Luego, darse vuelta para agarrarse de esa soga, caminar por la nieve dura, acercarse al borde de la olla para subir por las piedras.

Me cuesta aún hoy, ser ecuánime con mi juzgamiento de estos tres padres por haber hecho semejantes juegos peligrosos. O eran unos locos inconscientes o la experiencia fue muy al límite para mi tamaño y la inmensidad del paisaje. Quizás no fue ni lo uno ni lo otro. Nunca lo sabré. Guardo esta experiencia como un tesoro único en mi vida, diferente y adrenalínico, y que disfruté absolutamente. Tan intensa fue, que está grabada en mi memoria y al escribirla evoco el clima, las texturas, los sonidos, el aire.

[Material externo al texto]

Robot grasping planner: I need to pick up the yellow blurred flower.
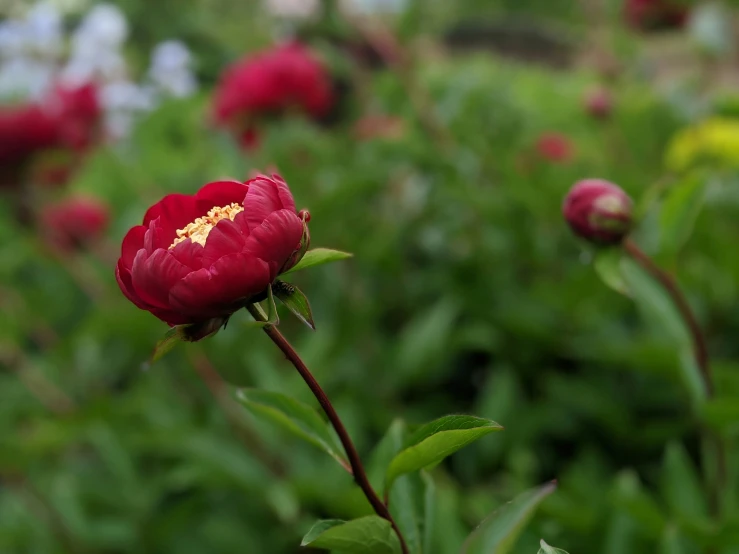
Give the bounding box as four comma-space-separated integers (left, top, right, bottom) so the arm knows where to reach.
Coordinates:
665, 117, 739, 171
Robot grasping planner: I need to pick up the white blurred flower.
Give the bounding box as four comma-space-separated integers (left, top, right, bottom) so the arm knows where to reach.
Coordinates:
72, 4, 128, 50
0, 57, 56, 100
265, 0, 319, 19
25, 2, 63, 58
149, 40, 197, 98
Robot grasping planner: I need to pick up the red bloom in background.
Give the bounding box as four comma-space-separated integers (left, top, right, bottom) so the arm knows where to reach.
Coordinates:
40, 197, 110, 252
214, 43, 333, 134
0, 80, 101, 185
624, 0, 688, 30
116, 175, 308, 325
536, 133, 575, 163
562, 179, 633, 244
46, 83, 102, 150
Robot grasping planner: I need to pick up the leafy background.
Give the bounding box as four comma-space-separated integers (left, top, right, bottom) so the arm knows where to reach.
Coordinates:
0, 0, 739, 554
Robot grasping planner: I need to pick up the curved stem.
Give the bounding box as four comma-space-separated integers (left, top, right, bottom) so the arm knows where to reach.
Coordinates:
624, 238, 713, 397
246, 304, 409, 554
623, 238, 727, 514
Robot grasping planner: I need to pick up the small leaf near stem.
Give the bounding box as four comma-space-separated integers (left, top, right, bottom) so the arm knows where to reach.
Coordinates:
246, 302, 409, 554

Mis recuerdos de la excursión al Cerro Falkner llegan hasta aquí.

Sobre el descenso y llegada al campamento, el olvido accionó sus mecanismos y no hay restos. Excepto la imagen de mamá, al atardecer recibiéndonos preocupada. No debemos olvidar que eran épocas sin celulares, por lo que el silencio comunicacional era importante.

En la vacación del verano del 2017, más de 40 años después, pasé por el lago Falkner con mi marido y mi hijo de 10 años. Les conté esta historia. Paramos en la costa, mojé mis pies, sentí el sol sobre mi rostro, toqué la tierra. Traté de encontrar la montaña, una vez que creí reconocerla, intenté vanamente ver en ella algo de lo que relato aquí. Busqué el sitio del campamento. Olisqueé la naturaleza como si el olor me llevara al antes, pero… no lo logré. Era otro lago, otro sol y otra tierra.

Lo escribo para revivir en mi corazón la adrenalina de esos lanzamientos en la olla de nieve. Tal vez comparables con mis primeras sensaciones amorosas por ese chico llamado Alan.